Any advice on where I should start on preparing my case for things to remain as they are? He has said he wants 50/50 and that he will get it as it is his entitlement!!! ( I thought it was supposed to be about what is in the best interests of the children??)My ex has refused meditation saying he refuses to compromise?? Any advice really appreciated, worried too about the children getting dragged into this, although also want their feelings and opinions taken into account.
The current arrangement has been in place for about a year.
If I felt it was in the childrens best interest I would offer additional contact, but I can''t think of any reason how this would benefit the children. I suppose I need to see what his arguments are and consider it then.
I have asked him to mediate several times each time he has flatly refused and I have the emails with his responses (will this help?). I also sent him information on how mediation can help but again he refused. He has also said things like "if you don''t agree to this/that or the other I will go for 50/50" again I have this in writing.

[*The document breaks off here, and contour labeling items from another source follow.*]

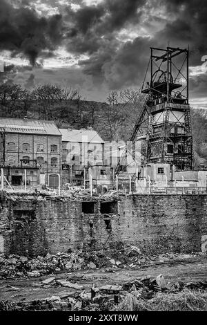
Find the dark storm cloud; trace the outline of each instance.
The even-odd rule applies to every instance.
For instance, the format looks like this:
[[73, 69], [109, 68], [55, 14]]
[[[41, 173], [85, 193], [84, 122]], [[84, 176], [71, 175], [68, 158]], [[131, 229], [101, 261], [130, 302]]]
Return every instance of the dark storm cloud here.
[[168, 23], [161, 34], [183, 46], [190, 46], [190, 63], [200, 64], [202, 55], [207, 54], [207, 1], [205, 0], [164, 0], [170, 17], [177, 18]]
[[[110, 36], [126, 24], [138, 23], [146, 0], [105, 0], [97, 6], [84, 6], [74, 12], [67, 9], [65, 17], [70, 27], [66, 32], [68, 49], [76, 53], [92, 54], [105, 46]], [[105, 37], [103, 38], [103, 37]]]
[[[146, 1], [106, 1], [106, 5], [108, 15], [103, 16], [101, 19], [93, 20], [92, 24], [90, 21], [86, 33], [84, 35], [81, 34], [79, 41], [81, 44], [86, 41], [86, 53], [90, 48], [92, 49], [90, 58], [81, 62], [85, 73], [96, 77], [99, 73], [111, 89], [130, 84], [141, 85], [150, 46], [166, 48], [170, 44], [171, 46], [188, 48], [189, 45], [190, 65], [201, 64], [201, 56], [207, 55], [207, 1], [204, 0], [160, 0], [152, 2], [150, 5], [155, 6], [155, 11], [159, 6], [166, 10], [166, 23], [164, 28], [157, 32], [155, 30], [150, 39], [139, 37], [119, 48], [115, 46], [111, 53], [108, 44], [106, 45], [108, 26], [110, 26], [111, 37], [115, 39], [116, 32], [128, 23], [135, 24], [135, 19], [137, 19], [137, 26], [139, 22], [141, 26], [141, 12], [148, 3]], [[139, 8], [139, 13], [137, 12], [137, 8]], [[152, 8], [146, 25], [155, 19], [156, 13], [154, 14]], [[100, 41], [99, 36], [103, 32], [103, 26], [106, 26], [105, 37]], [[87, 42], [91, 35], [88, 31], [94, 31], [96, 35], [91, 44], [92, 48], [90, 41]], [[76, 35], [79, 33], [77, 30]], [[81, 48], [80, 46], [79, 48]]]
[[61, 39], [61, 17], [39, 17], [28, 8], [0, 0], [0, 49], [23, 53], [34, 65], [42, 50], [52, 50]]

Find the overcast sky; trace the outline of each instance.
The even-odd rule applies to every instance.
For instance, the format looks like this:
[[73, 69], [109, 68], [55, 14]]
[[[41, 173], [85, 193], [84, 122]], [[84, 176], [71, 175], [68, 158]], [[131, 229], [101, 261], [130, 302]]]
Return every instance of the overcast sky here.
[[28, 88], [57, 83], [105, 101], [139, 89], [149, 47], [168, 44], [189, 45], [190, 101], [207, 108], [206, 0], [0, 0], [0, 60]]

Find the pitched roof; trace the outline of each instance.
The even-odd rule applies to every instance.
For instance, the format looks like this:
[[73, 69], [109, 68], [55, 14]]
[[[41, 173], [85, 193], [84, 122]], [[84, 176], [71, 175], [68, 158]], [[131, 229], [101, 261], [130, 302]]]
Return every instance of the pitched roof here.
[[98, 135], [97, 132], [92, 129], [81, 129], [74, 130], [72, 129], [59, 129], [62, 134], [62, 141], [70, 142], [88, 142], [88, 143], [104, 143], [104, 141]]
[[59, 136], [61, 135], [53, 121], [30, 118], [0, 118], [0, 131]]

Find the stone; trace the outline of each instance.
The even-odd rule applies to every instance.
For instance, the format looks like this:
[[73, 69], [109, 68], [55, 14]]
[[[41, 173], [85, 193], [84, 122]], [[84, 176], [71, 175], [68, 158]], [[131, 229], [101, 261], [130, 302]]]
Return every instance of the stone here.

He is very demanding and controlling and I am fed up with the threats and bullying.
My ex took me to court for joint residence but it was just him being a bully as I wanted a contact order for every other weekend rather than every Saturday. The judge agreed a contact order and then touched lightly on the joint residence, said in his opinion it was a control issue, children settled and happy and mum keeps residence.
I do feel for you as I remember the panic when my solicitor informed me of his intentions. The status quo is set so I would be surprised if it were ordered.
I agree with Poppy P if it''s been going on for over a year now he''s gonna have to come up with a incredibly strong argument to change it. With the emails you have it will just go to prove he''s doing it to try and control you and threaten you. Have you ever attended mediation in the past at all?
Obviously it is voluntary so him refusing does looka little unreasonable but I wouldn''t say it would help massively this is just my opinion though.
Iv''e also thought about applying for joint residence not a 50/50 and still concidering it.
Listen to his reasons first you may be surprised with what he coems up with. But if there ludicrous or w.e just roll with it. let him threaten you take you to court etc.
He might get joint residence but that wouldn''t necessarily mean that the time the children spend with each of you would change at all. He certainly doesn''t have a right to 50:50 and any solicitor worth their salt will tell him that.
If he wants to change the status quo he will have to demonstrate that it would be in the best interests of the children. Refusing to negotiate or go to mediation and having a fixed outcome from which he will not budge will not help his case at all.